Con la mano derecha agarraba el asa de una jarra. Iba vestida con una falda de cuadrícula azul y negra, sujeta por un cinturón azul, y en las muñecas y los tobillos llevaba unos modestos brazaletes. Viva, sensual, atractiva, Bina dejó su carga, se arrodilló ante el Anunciador y le besó las manos.

—He aquí la reina de la noche —declaró él, satisfecho—. Aunque ya sea incapaz de transformarse en leona, su capacidad para hacer daño sigue siendo considerable.

—¡No… no puedes entrar aquí! —protestó Bega.

—Al contrario —respondió ella, cortante—, pues acabo de ser nombrada sirvienta de los sacerdotes permanentes, a quienes proporcionaré vestido y alimento todos los días.

—¿Ha dado su conformidad el Calvo?

—El comandante de las fuerzas de seguridad lo ha convencido de que no encontraría temporal más abnegada ni más eficaz que yo. A pesar de su desconfianza, ese abrupto oficial sigue siendo un hombre. Mi modestia lo ha seducido.

—De modo que te acercarás a la cima de la jerarquía masculina —observó el Anunciador—. El sacerdote encargado de la vigilancia de la tumba de Osiris será tu objetivo prioritario.
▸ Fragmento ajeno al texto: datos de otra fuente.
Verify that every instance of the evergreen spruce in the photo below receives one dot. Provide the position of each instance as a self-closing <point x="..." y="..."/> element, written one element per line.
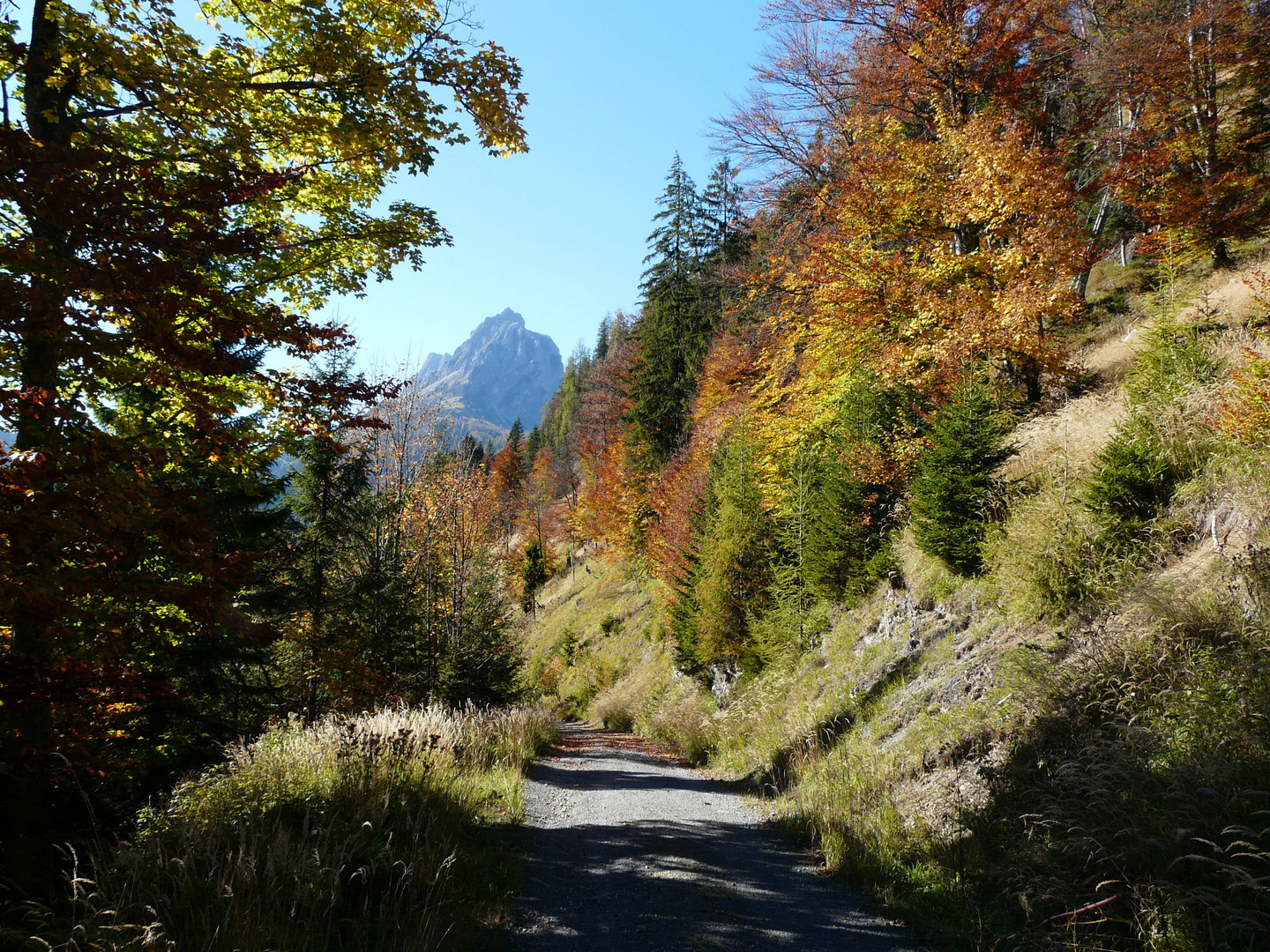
<point x="955" y="478"/>
<point x="534" y="574"/>
<point x="729" y="580"/>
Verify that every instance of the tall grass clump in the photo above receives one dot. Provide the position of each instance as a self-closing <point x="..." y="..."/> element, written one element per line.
<point x="369" y="833"/>
<point x="1073" y="545"/>
<point x="1132" y="814"/>
<point x="658" y="703"/>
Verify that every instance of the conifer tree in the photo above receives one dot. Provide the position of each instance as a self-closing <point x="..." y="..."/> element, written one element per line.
<point x="676" y="242"/>
<point x="680" y="316"/>
<point x="955" y="478"/>
<point x="331" y="502"/>
<point x="721" y="206"/>
<point x="729" y="576"/>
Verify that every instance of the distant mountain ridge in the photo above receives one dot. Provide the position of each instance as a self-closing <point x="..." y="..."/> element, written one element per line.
<point x="501" y="374"/>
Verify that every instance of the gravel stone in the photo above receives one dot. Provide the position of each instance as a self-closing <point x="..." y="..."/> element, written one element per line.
<point x="629" y="850"/>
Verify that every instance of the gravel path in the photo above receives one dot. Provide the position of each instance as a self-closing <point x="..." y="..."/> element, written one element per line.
<point x="631" y="851"/>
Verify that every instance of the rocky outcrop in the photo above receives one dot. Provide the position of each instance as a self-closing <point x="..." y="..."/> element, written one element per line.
<point x="501" y="374"/>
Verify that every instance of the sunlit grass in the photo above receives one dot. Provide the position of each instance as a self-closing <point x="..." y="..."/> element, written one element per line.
<point x="369" y="833"/>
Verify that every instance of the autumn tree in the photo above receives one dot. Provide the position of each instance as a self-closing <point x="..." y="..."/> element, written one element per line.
<point x="1185" y="93"/>
<point x="165" y="202"/>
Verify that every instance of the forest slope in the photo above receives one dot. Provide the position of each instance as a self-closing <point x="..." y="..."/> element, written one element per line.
<point x="1067" y="747"/>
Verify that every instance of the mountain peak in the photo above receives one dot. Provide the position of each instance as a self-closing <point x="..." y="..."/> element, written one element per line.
<point x="504" y="317"/>
<point x="501" y="374"/>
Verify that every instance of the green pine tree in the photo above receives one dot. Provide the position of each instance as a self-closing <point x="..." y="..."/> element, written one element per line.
<point x="955" y="478"/>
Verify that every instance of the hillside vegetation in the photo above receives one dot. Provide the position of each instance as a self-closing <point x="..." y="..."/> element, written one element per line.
<point x="1071" y="747"/>
<point x="930" y="476"/>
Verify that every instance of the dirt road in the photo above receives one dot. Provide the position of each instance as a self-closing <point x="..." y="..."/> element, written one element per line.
<point x="631" y="851"/>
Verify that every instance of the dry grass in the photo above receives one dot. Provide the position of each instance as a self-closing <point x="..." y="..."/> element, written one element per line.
<point x="355" y="833"/>
<point x="1059" y="447"/>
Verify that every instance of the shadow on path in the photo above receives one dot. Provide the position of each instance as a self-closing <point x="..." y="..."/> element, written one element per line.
<point x="632" y="852"/>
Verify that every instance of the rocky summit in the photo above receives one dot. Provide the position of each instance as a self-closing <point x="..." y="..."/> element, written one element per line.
<point x="501" y="374"/>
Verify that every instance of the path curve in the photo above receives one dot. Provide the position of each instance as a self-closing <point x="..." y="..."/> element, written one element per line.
<point x="631" y="851"/>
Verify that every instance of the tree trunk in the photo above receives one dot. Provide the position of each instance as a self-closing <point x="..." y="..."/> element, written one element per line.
<point x="26" y="854"/>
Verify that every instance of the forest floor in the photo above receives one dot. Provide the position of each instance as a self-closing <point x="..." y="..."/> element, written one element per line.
<point x="630" y="850"/>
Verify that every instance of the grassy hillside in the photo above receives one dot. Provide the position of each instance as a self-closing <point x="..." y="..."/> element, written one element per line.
<point x="386" y="830"/>
<point x="1070" y="749"/>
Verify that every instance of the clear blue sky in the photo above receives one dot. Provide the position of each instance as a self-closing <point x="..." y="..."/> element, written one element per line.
<point x="615" y="89"/>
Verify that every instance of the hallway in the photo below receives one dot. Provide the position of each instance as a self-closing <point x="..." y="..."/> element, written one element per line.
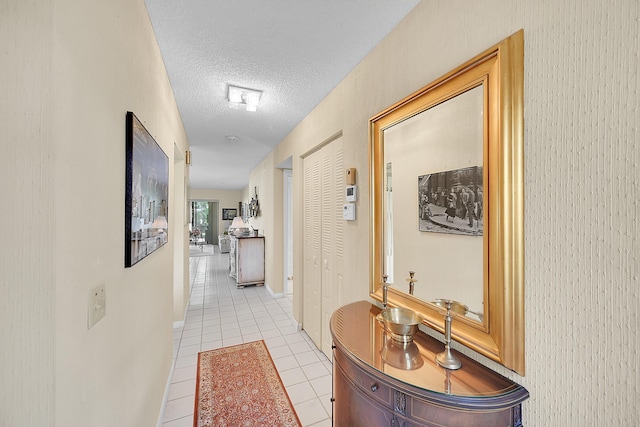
<point x="220" y="315"/>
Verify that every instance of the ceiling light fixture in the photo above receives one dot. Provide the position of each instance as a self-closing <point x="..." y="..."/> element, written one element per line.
<point x="250" y="98"/>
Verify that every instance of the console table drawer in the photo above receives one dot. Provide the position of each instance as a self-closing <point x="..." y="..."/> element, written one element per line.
<point x="369" y="385"/>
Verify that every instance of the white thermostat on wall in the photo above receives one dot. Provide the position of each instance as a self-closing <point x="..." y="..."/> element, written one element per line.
<point x="349" y="211"/>
<point x="352" y="193"/>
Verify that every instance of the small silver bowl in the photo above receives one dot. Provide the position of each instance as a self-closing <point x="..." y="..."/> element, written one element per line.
<point x="400" y="323"/>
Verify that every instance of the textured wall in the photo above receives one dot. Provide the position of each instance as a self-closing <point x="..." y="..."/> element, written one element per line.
<point x="26" y="226"/>
<point x="70" y="71"/>
<point x="581" y="186"/>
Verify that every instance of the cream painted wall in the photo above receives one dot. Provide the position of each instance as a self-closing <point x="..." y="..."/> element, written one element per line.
<point x="581" y="154"/>
<point x="27" y="268"/>
<point x="78" y="68"/>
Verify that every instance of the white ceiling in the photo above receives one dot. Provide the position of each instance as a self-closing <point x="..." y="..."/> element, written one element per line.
<point x="295" y="51"/>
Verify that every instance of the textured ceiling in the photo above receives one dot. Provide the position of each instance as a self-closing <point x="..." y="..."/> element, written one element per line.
<point x="295" y="51"/>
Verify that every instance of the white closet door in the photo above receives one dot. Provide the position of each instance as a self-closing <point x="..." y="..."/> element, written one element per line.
<point x="323" y="240"/>
<point x="311" y="280"/>
<point x="332" y="235"/>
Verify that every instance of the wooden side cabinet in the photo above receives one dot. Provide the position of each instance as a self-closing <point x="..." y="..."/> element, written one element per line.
<point x="380" y="382"/>
<point x="246" y="260"/>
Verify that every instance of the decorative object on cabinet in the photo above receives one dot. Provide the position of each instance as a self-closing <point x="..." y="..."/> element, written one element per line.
<point x="224" y="241"/>
<point x="238" y="227"/>
<point x="376" y="383"/>
<point x="228" y="214"/>
<point x="246" y="260"/>
<point x="486" y="274"/>
<point x="146" y="193"/>
<point x="447" y="359"/>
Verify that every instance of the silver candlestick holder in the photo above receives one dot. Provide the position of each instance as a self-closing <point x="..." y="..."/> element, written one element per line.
<point x="446" y="359"/>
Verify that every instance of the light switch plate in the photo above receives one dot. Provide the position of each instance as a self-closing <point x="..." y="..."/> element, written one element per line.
<point x="349" y="211"/>
<point x="97" y="305"/>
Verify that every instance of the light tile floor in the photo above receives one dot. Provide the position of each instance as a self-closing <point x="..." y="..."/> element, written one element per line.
<point x="221" y="315"/>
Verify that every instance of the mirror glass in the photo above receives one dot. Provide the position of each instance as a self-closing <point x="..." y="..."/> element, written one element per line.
<point x="447" y="202"/>
<point x="433" y="216"/>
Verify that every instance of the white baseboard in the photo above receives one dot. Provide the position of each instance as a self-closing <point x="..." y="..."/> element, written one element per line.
<point x="273" y="294"/>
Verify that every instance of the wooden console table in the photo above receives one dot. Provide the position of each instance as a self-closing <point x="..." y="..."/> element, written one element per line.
<point x="380" y="382"/>
<point x="246" y="260"/>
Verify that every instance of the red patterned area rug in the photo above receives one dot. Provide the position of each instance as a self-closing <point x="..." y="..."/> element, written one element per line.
<point x="239" y="386"/>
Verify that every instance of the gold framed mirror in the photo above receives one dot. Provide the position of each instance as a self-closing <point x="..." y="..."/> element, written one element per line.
<point x="447" y="202"/>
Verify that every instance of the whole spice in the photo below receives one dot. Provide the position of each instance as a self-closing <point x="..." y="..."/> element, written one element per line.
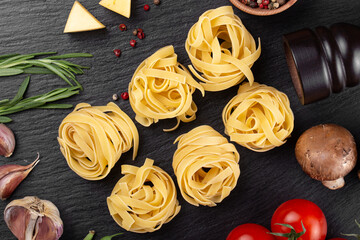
<point x="18" y="103"/>
<point x="122" y="27"/>
<point x="264" y="4"/>
<point x="32" y="218"/>
<point x="132" y="42"/>
<point x="12" y="175"/>
<point x="141" y="35"/>
<point x="125" y="95"/>
<point x="117" y="52"/>
<point x="7" y="141"/>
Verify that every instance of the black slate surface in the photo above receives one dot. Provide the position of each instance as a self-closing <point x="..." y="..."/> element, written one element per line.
<point x="267" y="179"/>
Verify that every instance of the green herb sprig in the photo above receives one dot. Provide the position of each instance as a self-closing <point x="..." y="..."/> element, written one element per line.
<point x="19" y="103"/>
<point x="15" y="64"/>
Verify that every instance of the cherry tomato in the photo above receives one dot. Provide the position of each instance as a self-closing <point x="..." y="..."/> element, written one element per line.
<point x="295" y="211"/>
<point x="250" y="231"/>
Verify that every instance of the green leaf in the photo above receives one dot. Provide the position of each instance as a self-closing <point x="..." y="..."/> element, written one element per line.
<point x="37" y="70"/>
<point x="90" y="235"/>
<point x="56" y="106"/>
<point x="4" y="56"/>
<point x="71" y="55"/>
<point x="4" y="101"/>
<point x="42" y="53"/>
<point x="110" y="237"/>
<point x="21" y="91"/>
<point x="5" y="119"/>
<point x="10" y="71"/>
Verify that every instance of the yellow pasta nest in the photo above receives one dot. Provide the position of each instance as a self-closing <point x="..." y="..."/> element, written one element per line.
<point x="206" y="166"/>
<point x="144" y="199"/>
<point x="92" y="139"/>
<point x="162" y="88"/>
<point x="220" y="47"/>
<point x="259" y="117"/>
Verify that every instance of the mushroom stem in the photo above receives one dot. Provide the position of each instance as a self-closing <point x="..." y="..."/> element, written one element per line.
<point x="335" y="184"/>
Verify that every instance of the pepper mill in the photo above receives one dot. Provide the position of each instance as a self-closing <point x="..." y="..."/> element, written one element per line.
<point x="323" y="61"/>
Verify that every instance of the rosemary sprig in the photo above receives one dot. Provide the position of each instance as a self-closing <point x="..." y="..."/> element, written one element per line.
<point x="14" y="64"/>
<point x="19" y="103"/>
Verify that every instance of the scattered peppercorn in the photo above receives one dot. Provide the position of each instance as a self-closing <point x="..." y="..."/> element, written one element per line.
<point x="115" y="97"/>
<point x="122" y="27"/>
<point x="117" y="52"/>
<point x="141" y="35"/>
<point x="125" y="96"/>
<point x="264" y="4"/>
<point x="132" y="42"/>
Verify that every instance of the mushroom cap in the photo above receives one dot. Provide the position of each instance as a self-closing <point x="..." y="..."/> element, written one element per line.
<point x="326" y="152"/>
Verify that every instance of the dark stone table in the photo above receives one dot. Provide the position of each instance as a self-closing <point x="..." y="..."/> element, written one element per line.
<point x="267" y="179"/>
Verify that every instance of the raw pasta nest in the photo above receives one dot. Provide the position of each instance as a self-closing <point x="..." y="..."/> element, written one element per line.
<point x="162" y="88"/>
<point x="144" y="199"/>
<point x="206" y="166"/>
<point x="92" y="139"/>
<point x="259" y="117"/>
<point x="220" y="47"/>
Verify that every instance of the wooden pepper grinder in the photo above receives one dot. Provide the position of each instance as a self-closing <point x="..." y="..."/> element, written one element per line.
<point x="323" y="61"/>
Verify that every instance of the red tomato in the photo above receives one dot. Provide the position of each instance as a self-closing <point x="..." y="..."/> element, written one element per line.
<point x="294" y="212"/>
<point x="250" y="231"/>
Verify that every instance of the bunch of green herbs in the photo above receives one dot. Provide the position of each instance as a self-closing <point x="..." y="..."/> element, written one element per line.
<point x="15" y="64"/>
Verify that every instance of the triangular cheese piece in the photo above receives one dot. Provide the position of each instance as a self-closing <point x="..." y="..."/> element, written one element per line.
<point x="122" y="7"/>
<point x="81" y="20"/>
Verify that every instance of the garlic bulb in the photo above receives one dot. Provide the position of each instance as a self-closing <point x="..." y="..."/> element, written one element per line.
<point x="31" y="218"/>
<point x="12" y="175"/>
<point x="7" y="141"/>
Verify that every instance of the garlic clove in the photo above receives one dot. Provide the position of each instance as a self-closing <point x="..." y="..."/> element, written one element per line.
<point x="7" y="141"/>
<point x="12" y="175"/>
<point x="18" y="217"/>
<point x="31" y="218"/>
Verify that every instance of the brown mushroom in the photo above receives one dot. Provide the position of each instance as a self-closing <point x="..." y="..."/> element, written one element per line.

—Sed extremadamente prudentes —recomendó Bega, inquieto—. Sin duda, el Calvo ha tomado precauciones que yo ignoro. Nadie sabe qué potencia pondréis en marcha al violar ese santuario.

—Sobre el primer punto, espero informaciones precisas de tu parte. No te preocupes por el segundo.

—Señor, la irradiación de Osiris… —¿Es que no comprendes que Iker y Osiris van a desaparecer para siempre?